Not surprisingly, the answer has to do with both GDPR itself and with individual reactions to GDPR. GDPR is not directed at biomedical research, but it does regulate the use, processing, and transfer of personal data collected in the EEA for clinical and observational research. There are legal pathways under GDPR for data collected in the EEA to be transferred to, used and processed in other countries. Unfortunately, understanding how to translate the legalese of these pathways into practice has been confusing, and the costs for non-compliance are high—most recently €50 million for Google in France. As a result, risk-adverse interpretations of GDPR have dominated collaboration discussions between EEA and U.S. research partners and led to delays in EEA-U.S. collaboration. In the absence of an official recognition that U.S. laws ensure an adequate level of protection (an “adequacy decision”), and with the NIH unable to use standard, GDPR-approved data protection clauses (as they conflict with U.S. law for federal agencies), the NIH is exploring GDPR’s other legal options for data sharing. These include relying on explicit consent from participants, defining data transfer as being in the “public interest,” and adherence to an approved, sector-specific code of conduct (to date unwritten). A code of conduct is particularly compelling, as it should serve as an implementation manual, providing clear, concise guidance to EEA and non-EEA researchers and research institutions on how to ensure GDPR protections for personal data when collaborating.

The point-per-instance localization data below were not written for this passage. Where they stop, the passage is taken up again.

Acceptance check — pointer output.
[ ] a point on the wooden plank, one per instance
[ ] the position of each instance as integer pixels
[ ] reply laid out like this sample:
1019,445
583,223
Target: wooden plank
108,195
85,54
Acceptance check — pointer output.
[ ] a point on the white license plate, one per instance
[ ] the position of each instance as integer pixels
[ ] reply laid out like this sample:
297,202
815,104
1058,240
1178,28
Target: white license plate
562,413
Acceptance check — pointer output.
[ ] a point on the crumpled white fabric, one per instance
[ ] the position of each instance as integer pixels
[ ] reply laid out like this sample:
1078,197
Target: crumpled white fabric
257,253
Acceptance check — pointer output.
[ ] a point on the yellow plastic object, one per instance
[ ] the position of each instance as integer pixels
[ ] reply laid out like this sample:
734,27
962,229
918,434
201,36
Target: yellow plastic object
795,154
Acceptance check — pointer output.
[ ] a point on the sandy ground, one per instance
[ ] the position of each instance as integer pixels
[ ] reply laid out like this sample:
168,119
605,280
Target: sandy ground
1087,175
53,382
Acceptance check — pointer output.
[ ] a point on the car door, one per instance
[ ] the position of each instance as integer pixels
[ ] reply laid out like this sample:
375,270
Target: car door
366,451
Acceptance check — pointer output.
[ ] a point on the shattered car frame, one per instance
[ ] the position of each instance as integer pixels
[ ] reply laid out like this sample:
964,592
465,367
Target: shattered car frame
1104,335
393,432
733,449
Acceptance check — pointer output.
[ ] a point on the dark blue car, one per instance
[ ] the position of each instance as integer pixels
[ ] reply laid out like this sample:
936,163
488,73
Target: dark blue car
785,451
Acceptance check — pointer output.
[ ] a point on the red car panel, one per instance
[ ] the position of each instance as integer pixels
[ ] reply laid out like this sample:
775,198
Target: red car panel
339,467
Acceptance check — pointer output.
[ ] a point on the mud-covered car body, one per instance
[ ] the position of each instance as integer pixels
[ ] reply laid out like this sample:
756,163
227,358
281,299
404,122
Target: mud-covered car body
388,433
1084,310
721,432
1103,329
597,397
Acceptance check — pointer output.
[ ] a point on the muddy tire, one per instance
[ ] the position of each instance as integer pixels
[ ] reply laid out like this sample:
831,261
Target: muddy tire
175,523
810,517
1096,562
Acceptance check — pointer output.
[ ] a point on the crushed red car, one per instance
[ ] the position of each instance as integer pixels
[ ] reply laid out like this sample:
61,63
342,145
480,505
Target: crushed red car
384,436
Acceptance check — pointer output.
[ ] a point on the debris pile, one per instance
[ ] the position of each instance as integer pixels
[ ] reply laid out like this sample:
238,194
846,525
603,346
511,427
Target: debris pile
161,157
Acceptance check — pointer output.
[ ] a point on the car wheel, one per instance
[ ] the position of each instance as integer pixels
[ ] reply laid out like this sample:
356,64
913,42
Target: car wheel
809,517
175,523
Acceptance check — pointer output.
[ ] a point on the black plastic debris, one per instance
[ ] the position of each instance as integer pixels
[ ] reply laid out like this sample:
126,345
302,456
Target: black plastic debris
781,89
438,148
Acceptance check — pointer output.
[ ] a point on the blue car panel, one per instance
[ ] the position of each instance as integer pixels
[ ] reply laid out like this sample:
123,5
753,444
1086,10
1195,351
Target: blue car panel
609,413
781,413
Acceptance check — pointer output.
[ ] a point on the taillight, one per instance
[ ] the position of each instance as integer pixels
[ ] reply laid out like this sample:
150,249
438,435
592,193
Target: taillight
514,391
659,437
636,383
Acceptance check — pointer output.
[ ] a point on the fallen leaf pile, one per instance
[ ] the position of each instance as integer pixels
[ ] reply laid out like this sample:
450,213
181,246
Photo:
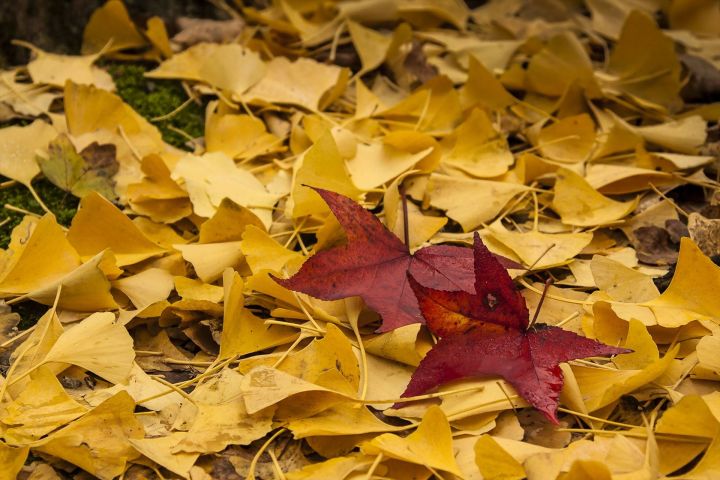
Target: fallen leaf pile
236,308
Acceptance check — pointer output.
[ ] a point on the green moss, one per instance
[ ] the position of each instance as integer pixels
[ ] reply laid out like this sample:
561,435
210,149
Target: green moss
61,203
150,98
154,98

Given the current uncertainty, and the likelihood that any “solutions” to GDPR for biomedical research will take time, what does all this mean for NIH-funded researchers now? Fundamentally, it means that it is never too early to begin the time-consuming but necessary data privacy and data sharing discussion with potential collaborators in the EEA. While such discussions are leading to glimmers of light at the end of tunnels for currently halted collaborations, it sure would be preferable to resolve issues before research is scheduled to begin. We are interested in hearing from you about any GDPR-related problems or resolved issues and will certainly keep you updated on our experiences. In the midst of all this work, I am reminded that GDPR presents us with great opportunities as well as challenges. If we can harmonize consent and data sharing between U.S. and EEA researchers, we will be able to pool analysis of genomic and other health data and tissue samples, powering new and innovative trials and advancing the science of the future.